The fact sheet adds that FSOC and its members have made “considerable progress” in addressing the issue so far but that the new climate hub is necessary to help fill in data gaps that regulators face in climate-related work.

Among the biggest advances recently by U.S. financial agencies are two rules proposed by the SEC. One would crack down on the booming — yet largely unchecked — universe of sustainable investing. The other would require public companies to disclose more climate-related information.

The latter has drawn fire from Republican officials and various business groups, who argue it would be being overly burdensome for many companies. They also say it solicits information that may not be material to a company’s financial performance (Climatewire, June 17).

Other financial agencies have also taken steps on climate, though they don’t rise to the same level. Much of that work has entailed collaborating with peer agencies both in the United States and abroad, as well as assigning or hiring staff to focus on climate change, the FSOC fact sheet notes.

The Federal Reserve, for instance, is in the process of creating climate-related scenario analyses that would be used to evaluate the financial system’s resilience in the face of varying climate outcomes.

Also important is draft guidance released by two banking regulators — the Office of the Comptroller of the Currency and Federal Deposit Insurance Corp. — on how major banks should be managing climate-related risks (Climatewire, April 1).

While work already is underway systemwide, FSOC emphasized that addressing climate-related financial risk requires “additional data and methodologies that may be new to financial institutions, investors, market participants, and regulators.”

That’s where the Office of Financial Research comes in.

By providing access to public climate data, “high-performance computing tools, and analytical and visualization software,” FSOC said, the hub will allow regulators to integrate data about wildfires, crop conditions, precipitation and more into financial information. That in turn will allow them to gain a “more precise view” of the relationship between climate change and financial risk.

Todd Phillips, who heads financial regulation at the Center for American Progress, a progressive think tank, said the office is an “ideal place” to collect, store and analyze climate risk data.

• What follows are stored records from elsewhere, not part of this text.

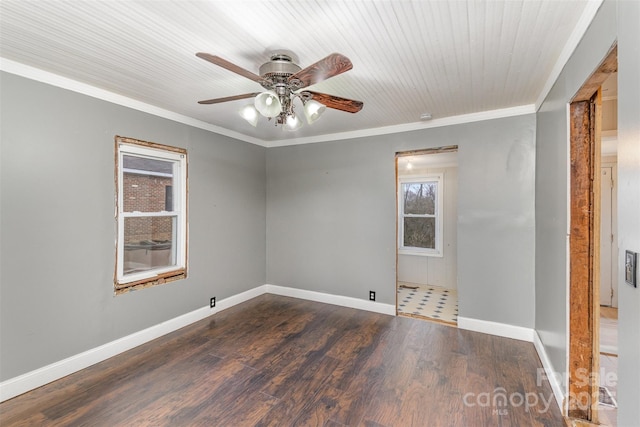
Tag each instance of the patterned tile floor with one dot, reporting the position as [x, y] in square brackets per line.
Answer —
[428, 301]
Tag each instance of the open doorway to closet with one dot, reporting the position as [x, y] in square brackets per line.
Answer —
[588, 400]
[427, 194]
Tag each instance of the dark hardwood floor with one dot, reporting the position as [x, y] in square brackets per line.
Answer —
[278, 361]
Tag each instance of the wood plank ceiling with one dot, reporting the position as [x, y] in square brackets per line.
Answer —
[448, 58]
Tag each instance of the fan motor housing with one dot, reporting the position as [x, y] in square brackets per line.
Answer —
[280, 65]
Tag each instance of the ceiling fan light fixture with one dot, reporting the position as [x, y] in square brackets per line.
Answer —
[268, 104]
[313, 110]
[250, 114]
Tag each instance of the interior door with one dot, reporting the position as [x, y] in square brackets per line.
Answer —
[606, 237]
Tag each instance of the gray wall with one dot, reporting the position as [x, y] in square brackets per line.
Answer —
[57, 226]
[331, 216]
[628, 207]
[614, 20]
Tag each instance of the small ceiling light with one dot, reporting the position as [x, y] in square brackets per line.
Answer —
[313, 110]
[268, 104]
[250, 114]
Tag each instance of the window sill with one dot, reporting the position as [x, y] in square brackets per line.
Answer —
[424, 253]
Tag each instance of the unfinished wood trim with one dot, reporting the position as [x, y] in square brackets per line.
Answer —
[399, 154]
[169, 276]
[155, 145]
[584, 261]
[437, 150]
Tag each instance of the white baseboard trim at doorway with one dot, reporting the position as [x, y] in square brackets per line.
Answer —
[495, 328]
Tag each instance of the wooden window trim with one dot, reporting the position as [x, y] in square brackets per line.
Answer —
[180, 272]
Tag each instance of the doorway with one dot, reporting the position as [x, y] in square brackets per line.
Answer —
[426, 256]
[585, 244]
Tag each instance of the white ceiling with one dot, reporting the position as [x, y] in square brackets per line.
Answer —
[448, 58]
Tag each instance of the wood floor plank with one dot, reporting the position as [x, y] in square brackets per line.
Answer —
[279, 361]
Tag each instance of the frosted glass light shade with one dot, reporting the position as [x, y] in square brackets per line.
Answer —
[250, 114]
[313, 110]
[268, 104]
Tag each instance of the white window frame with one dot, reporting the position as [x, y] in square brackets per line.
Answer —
[438, 214]
[178, 157]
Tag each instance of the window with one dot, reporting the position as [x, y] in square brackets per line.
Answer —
[420, 213]
[151, 189]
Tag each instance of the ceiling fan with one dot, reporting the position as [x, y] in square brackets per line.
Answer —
[284, 81]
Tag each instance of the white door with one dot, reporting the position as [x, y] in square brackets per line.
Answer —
[606, 238]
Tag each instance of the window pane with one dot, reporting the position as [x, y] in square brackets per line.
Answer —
[148, 243]
[420, 233]
[419, 198]
[147, 184]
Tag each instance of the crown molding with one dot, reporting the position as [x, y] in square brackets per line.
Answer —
[576, 36]
[42, 76]
[408, 127]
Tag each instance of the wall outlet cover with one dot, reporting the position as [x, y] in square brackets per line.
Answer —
[631, 268]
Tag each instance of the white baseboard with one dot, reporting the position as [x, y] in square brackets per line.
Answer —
[550, 374]
[522, 334]
[494, 328]
[343, 301]
[39, 377]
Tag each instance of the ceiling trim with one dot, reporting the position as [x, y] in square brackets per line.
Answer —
[36, 74]
[445, 121]
[576, 36]
[42, 76]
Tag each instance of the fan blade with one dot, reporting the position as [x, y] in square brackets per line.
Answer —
[229, 98]
[342, 104]
[330, 66]
[230, 66]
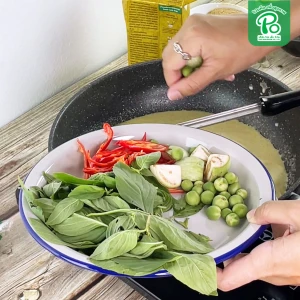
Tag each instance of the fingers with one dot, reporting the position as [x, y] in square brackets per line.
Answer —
[246, 269]
[173, 62]
[277, 212]
[193, 84]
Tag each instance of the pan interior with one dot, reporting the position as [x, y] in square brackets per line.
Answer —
[243, 134]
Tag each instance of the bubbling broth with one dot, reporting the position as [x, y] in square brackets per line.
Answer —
[243, 134]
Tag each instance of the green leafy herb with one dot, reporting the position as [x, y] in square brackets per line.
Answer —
[45, 233]
[64, 209]
[116, 245]
[133, 267]
[184, 224]
[172, 236]
[146, 247]
[179, 205]
[109, 203]
[147, 160]
[76, 225]
[187, 211]
[46, 204]
[38, 192]
[133, 188]
[198, 272]
[70, 179]
[168, 200]
[51, 188]
[95, 236]
[49, 178]
[119, 224]
[89, 192]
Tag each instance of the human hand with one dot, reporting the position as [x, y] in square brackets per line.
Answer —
[221, 41]
[276, 261]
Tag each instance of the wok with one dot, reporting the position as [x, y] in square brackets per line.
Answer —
[141, 89]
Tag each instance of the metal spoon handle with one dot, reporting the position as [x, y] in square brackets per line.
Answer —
[268, 106]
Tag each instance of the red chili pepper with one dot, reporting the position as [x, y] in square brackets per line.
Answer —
[145, 146]
[144, 138]
[108, 130]
[85, 156]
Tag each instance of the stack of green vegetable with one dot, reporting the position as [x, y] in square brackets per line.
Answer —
[206, 179]
[116, 219]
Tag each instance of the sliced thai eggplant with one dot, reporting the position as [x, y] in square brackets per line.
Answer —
[192, 168]
[167, 175]
[201, 152]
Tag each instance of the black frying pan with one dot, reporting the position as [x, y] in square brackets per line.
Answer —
[141, 89]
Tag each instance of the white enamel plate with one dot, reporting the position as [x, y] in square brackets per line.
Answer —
[226, 241]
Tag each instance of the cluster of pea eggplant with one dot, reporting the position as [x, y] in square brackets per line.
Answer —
[224, 196]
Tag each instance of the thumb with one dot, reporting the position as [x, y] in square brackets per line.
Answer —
[247, 268]
[276, 212]
[192, 84]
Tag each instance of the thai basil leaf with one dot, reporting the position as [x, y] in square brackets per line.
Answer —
[70, 179]
[46, 204]
[44, 232]
[119, 224]
[90, 204]
[109, 203]
[172, 236]
[76, 225]
[38, 212]
[51, 188]
[198, 237]
[116, 245]
[179, 205]
[89, 192]
[83, 245]
[146, 247]
[133, 188]
[49, 178]
[63, 210]
[187, 211]
[30, 197]
[100, 176]
[38, 192]
[198, 272]
[94, 236]
[147, 160]
[63, 192]
[184, 224]
[132, 266]
[110, 182]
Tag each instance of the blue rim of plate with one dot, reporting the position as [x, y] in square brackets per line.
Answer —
[162, 273]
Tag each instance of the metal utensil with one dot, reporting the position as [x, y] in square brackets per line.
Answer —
[268, 106]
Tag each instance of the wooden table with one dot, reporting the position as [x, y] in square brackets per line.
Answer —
[24, 265]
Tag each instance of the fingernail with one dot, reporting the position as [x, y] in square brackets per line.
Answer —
[174, 95]
[250, 215]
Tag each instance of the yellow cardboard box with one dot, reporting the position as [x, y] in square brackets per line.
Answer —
[151, 24]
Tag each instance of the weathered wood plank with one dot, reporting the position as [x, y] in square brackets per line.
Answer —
[24, 265]
[111, 288]
[24, 141]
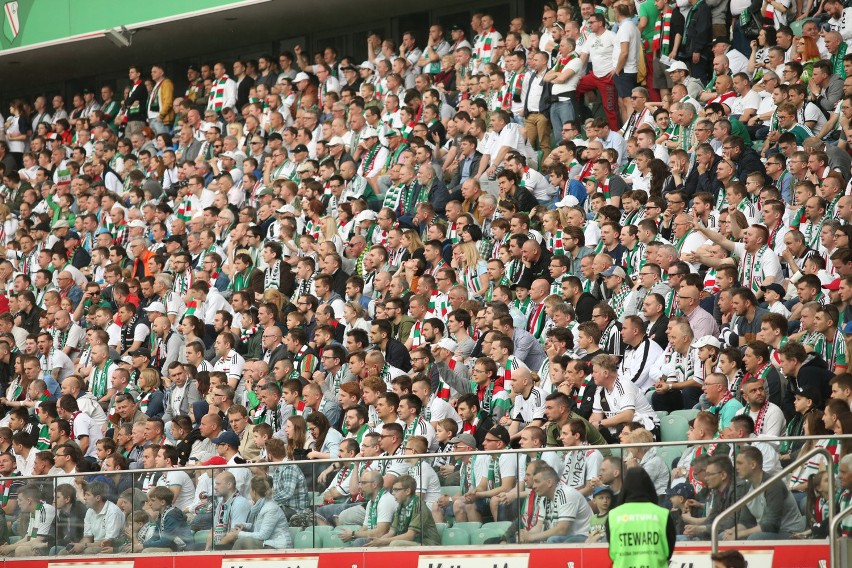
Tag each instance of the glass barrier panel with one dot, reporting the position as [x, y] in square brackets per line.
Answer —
[450, 500]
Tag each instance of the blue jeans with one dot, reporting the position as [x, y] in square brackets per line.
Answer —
[560, 113]
[558, 539]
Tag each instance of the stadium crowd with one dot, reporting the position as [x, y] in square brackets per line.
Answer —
[583, 231]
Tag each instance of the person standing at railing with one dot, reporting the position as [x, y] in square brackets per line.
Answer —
[774, 513]
[640, 533]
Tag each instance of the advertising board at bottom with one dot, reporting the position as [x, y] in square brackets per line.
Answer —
[777, 555]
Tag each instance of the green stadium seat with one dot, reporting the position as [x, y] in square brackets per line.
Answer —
[468, 526]
[331, 540]
[455, 537]
[797, 26]
[294, 531]
[688, 413]
[441, 528]
[674, 428]
[200, 537]
[305, 539]
[480, 536]
[502, 526]
[670, 453]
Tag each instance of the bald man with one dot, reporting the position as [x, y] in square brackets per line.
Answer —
[537, 320]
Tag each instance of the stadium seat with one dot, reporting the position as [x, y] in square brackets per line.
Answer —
[294, 531]
[688, 413]
[468, 526]
[502, 526]
[455, 537]
[669, 454]
[481, 535]
[674, 428]
[441, 528]
[797, 26]
[305, 539]
[332, 540]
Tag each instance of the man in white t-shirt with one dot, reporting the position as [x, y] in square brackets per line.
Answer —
[745, 104]
[177, 481]
[625, 58]
[598, 48]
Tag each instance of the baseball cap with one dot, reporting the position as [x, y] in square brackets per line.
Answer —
[215, 460]
[501, 433]
[156, 307]
[466, 439]
[685, 490]
[227, 437]
[369, 132]
[677, 66]
[614, 271]
[707, 341]
[777, 288]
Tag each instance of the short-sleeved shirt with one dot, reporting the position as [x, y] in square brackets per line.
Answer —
[109, 523]
[525, 410]
[187, 488]
[626, 396]
[567, 504]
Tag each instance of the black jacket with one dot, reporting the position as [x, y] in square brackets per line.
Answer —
[397, 355]
[456, 182]
[749, 163]
[524, 200]
[813, 374]
[657, 332]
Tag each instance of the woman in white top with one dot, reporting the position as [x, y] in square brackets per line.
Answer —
[353, 315]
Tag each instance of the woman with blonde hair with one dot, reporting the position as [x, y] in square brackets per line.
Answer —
[299, 442]
[274, 297]
[150, 396]
[8, 224]
[471, 270]
[328, 233]
[551, 225]
[354, 315]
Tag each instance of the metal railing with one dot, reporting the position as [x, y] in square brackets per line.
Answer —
[834, 544]
[800, 459]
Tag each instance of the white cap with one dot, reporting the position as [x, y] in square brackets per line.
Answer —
[707, 341]
[366, 215]
[156, 307]
[677, 66]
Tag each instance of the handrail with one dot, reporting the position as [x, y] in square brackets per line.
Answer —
[714, 528]
[835, 524]
[328, 461]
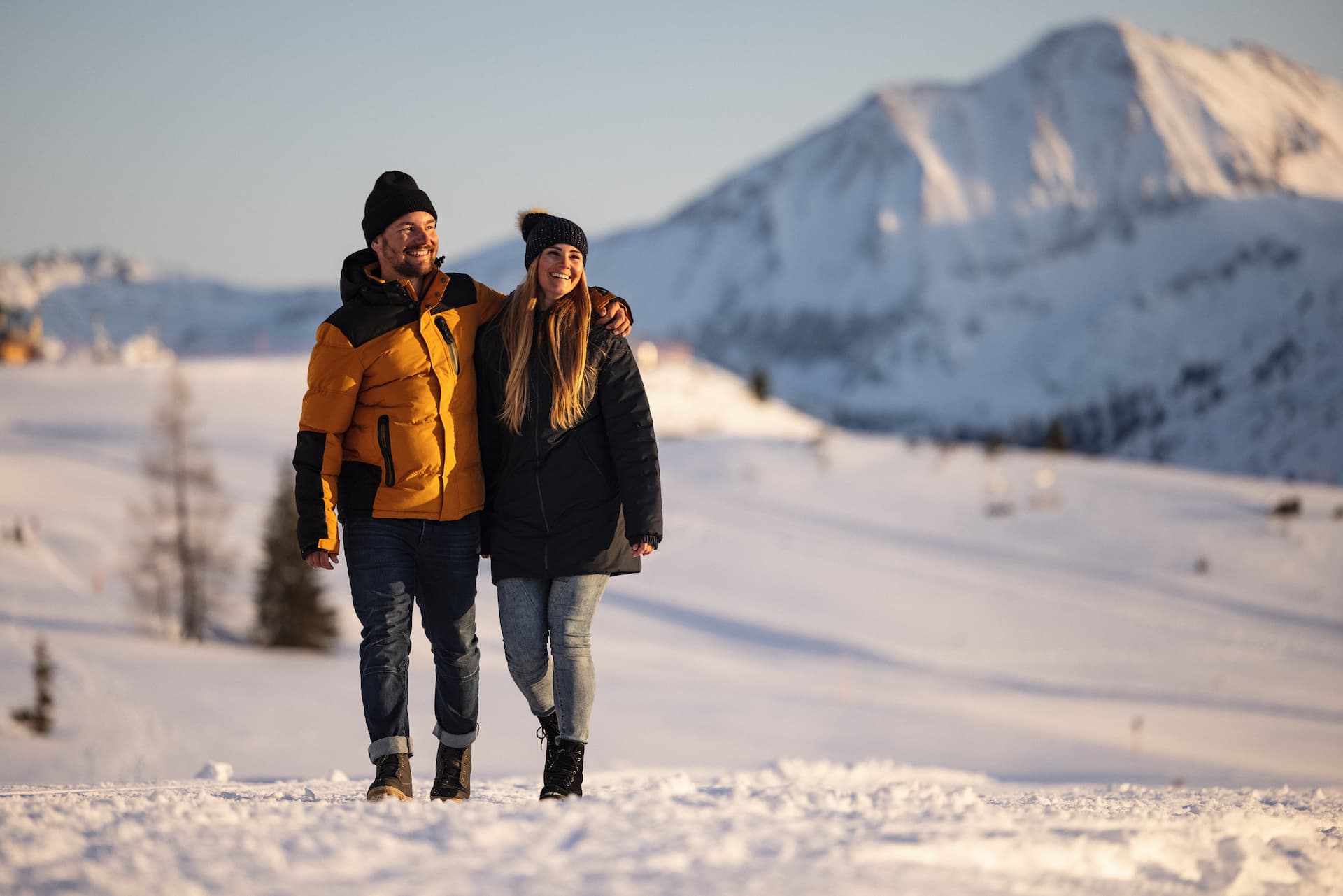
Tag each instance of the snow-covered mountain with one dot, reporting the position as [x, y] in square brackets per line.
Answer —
[1130, 236]
[23, 284]
[839, 675]
[1127, 233]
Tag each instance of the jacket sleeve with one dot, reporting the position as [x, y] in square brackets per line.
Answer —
[490, 301]
[334, 378]
[629, 429]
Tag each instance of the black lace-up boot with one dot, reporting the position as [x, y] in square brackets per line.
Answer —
[564, 776]
[392, 779]
[452, 774]
[550, 732]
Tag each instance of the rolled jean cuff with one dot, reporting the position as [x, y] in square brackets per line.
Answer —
[449, 739]
[388, 746]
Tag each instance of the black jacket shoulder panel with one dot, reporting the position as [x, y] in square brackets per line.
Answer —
[360, 322]
[460, 293]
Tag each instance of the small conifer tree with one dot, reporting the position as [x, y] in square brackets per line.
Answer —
[1056, 439]
[289, 598]
[760, 383]
[179, 562]
[38, 716]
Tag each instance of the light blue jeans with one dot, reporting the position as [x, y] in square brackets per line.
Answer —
[532, 610]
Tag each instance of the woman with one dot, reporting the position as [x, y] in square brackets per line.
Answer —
[571, 476]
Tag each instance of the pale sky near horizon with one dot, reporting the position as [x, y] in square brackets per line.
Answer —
[238, 140]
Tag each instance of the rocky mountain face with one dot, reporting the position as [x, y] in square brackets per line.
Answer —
[1131, 236]
[1130, 239]
[23, 284]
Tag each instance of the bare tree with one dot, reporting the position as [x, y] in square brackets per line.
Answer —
[178, 557]
[38, 716]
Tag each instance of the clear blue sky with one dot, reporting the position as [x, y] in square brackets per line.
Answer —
[239, 138]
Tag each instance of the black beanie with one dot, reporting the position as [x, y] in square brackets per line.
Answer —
[541, 229]
[394, 194]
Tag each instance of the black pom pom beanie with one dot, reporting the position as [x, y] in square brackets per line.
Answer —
[541, 229]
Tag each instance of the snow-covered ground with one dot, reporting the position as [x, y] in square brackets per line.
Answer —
[839, 675]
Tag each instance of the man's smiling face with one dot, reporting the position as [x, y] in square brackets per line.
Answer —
[407, 248]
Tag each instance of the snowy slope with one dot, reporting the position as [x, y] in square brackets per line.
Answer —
[839, 674]
[1130, 233]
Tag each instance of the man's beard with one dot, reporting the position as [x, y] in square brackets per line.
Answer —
[410, 268]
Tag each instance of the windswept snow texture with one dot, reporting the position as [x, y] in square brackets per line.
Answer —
[791, 828]
[839, 674]
[1130, 234]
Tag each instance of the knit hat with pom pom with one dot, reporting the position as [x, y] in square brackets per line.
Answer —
[541, 229]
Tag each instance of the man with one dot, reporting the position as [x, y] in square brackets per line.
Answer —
[388, 436]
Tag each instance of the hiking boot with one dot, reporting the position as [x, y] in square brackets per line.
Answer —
[550, 732]
[452, 774]
[392, 779]
[564, 776]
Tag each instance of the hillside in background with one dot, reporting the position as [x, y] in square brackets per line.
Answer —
[1130, 234]
[1125, 236]
[855, 665]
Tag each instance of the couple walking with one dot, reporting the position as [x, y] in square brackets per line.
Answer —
[445, 422]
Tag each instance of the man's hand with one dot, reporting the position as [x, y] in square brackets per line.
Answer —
[616, 319]
[320, 559]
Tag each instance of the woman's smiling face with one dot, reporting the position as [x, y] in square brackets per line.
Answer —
[557, 270]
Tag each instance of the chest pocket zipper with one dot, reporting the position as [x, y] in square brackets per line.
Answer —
[385, 442]
[452, 343]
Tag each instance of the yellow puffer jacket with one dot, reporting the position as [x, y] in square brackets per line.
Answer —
[388, 425]
[388, 422]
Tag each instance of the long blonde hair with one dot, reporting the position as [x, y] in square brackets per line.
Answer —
[564, 339]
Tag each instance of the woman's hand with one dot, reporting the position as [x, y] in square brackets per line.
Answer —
[616, 319]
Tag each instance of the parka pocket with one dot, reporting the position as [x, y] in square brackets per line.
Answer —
[385, 445]
[452, 343]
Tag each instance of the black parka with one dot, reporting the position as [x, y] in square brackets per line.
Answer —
[567, 502]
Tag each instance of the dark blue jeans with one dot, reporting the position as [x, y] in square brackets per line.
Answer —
[394, 564]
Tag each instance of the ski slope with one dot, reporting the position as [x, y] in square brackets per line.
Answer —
[839, 675]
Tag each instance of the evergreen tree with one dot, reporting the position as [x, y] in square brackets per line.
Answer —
[289, 599]
[38, 716]
[1056, 439]
[179, 562]
[760, 383]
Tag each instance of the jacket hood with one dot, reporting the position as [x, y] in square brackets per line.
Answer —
[355, 284]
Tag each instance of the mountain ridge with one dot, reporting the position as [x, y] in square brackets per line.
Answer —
[1077, 236]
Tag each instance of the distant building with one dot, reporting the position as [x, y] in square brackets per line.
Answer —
[20, 335]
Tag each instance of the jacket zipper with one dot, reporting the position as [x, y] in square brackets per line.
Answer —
[540, 496]
[452, 344]
[583, 448]
[385, 442]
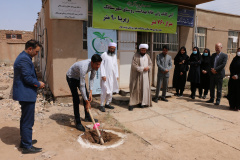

That’s because the Office of Financial Research was created by the Dodd-Frank Wall Street Reform and Consumer Protection Act to ensure agencies have the information they need to adequately police financial markets.

“All the financial regulators are going to have to figure out how to incorporate climate-related risks into their activities, and having a central repository that they can go to makes perfect sense,” Phillips said.

The FSOC meeting is scheduled to begin today at 11:10 a.m.